In the land of Mahatma Gandhi, who famously used fasting as a pressure tactic against the British colonial rulers, hunger strikes remain an effective political threat.
But Ramdev, who has vowed to launch another fast, is hardly Gandhi. His two trusts own 1,000 acres of prime land and enjoy at least $245 million in annual revenue, allowing him to travel by private plane and retreat to a private island off Scotland. His controversial claims include statements that homosexuality, and AIDS, can be “cured” through yoga.
Ramdev’s huge following — up to 20 million tune in daily to his early morning television in India alone — as well as support from right-wing Hindu nationalists have led to dreams of his own party.
All of which has made Ramdev a threat to the ruling Congress party, for which corruption is a sensitive issue. India has weathered a rash of graft scandals involving billions of dollars over the last year in the telecommunications, sports and defense sectors.
The midnight police swoop on Baba Ramdev and his supporters has prompted a flurry of reactions from almost all political parties and prominent leaders.
A majority of the Opposition bigwigs called the crackdown brutal and undemocratic.
Some of the harshest comments came from Samajwadi Party chief Mulayam Singh Yadav and Uttar Pradesh chief minister Mayawati.
Mulayam said the UPA government has “lost its mental balance and is attacking its own citizens”. It was the Congress, he said, which was the ” biggest thug”, referring to party leader Digvijaya Singh’s jibe at Ramdev.
In another article the publication also says “the government’s midnight swoop on Baba Ramdev was prompted by the home ministry’s assessment of a huge swelling of numbers at the Ramlila Maidan on Sunday.”

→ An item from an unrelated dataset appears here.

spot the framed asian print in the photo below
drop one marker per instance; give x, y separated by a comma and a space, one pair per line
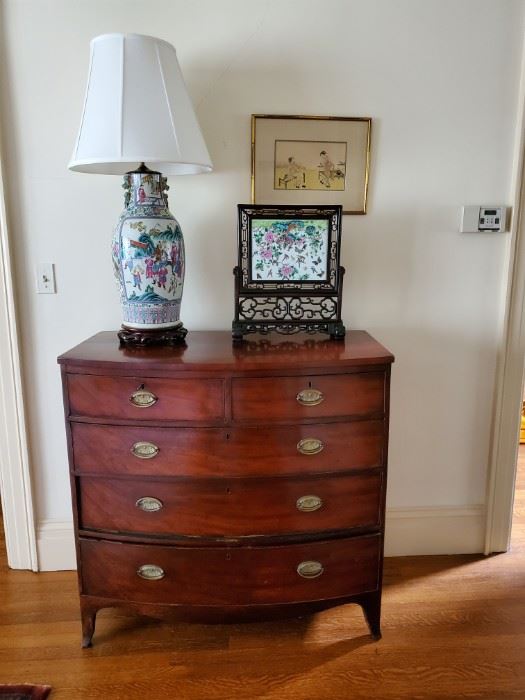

The campaign by Ramdev, who plans to launch a political party ahead of the 2014 general election, followed allegations of kickbacks at the Commonwealth Games and a telecoms scam that may have cost the government $39 billion.
Political analysts said the police action could spark protests by Ramdev’s millions of supporters and dent the government’s popularity in electorally important northern states.
Ramdev accused the police of brutality when they broke up the hunger strike that he and thousands of supporters started in New Delhi on Saturday in a marquee the size of four football pitches.
“The permission was for a yoga camp for 5,000, not for 50,000 people for agitation. We have cancelled the permission and asked them to move out,” said Delhi police spokesman Rajan Bhagat.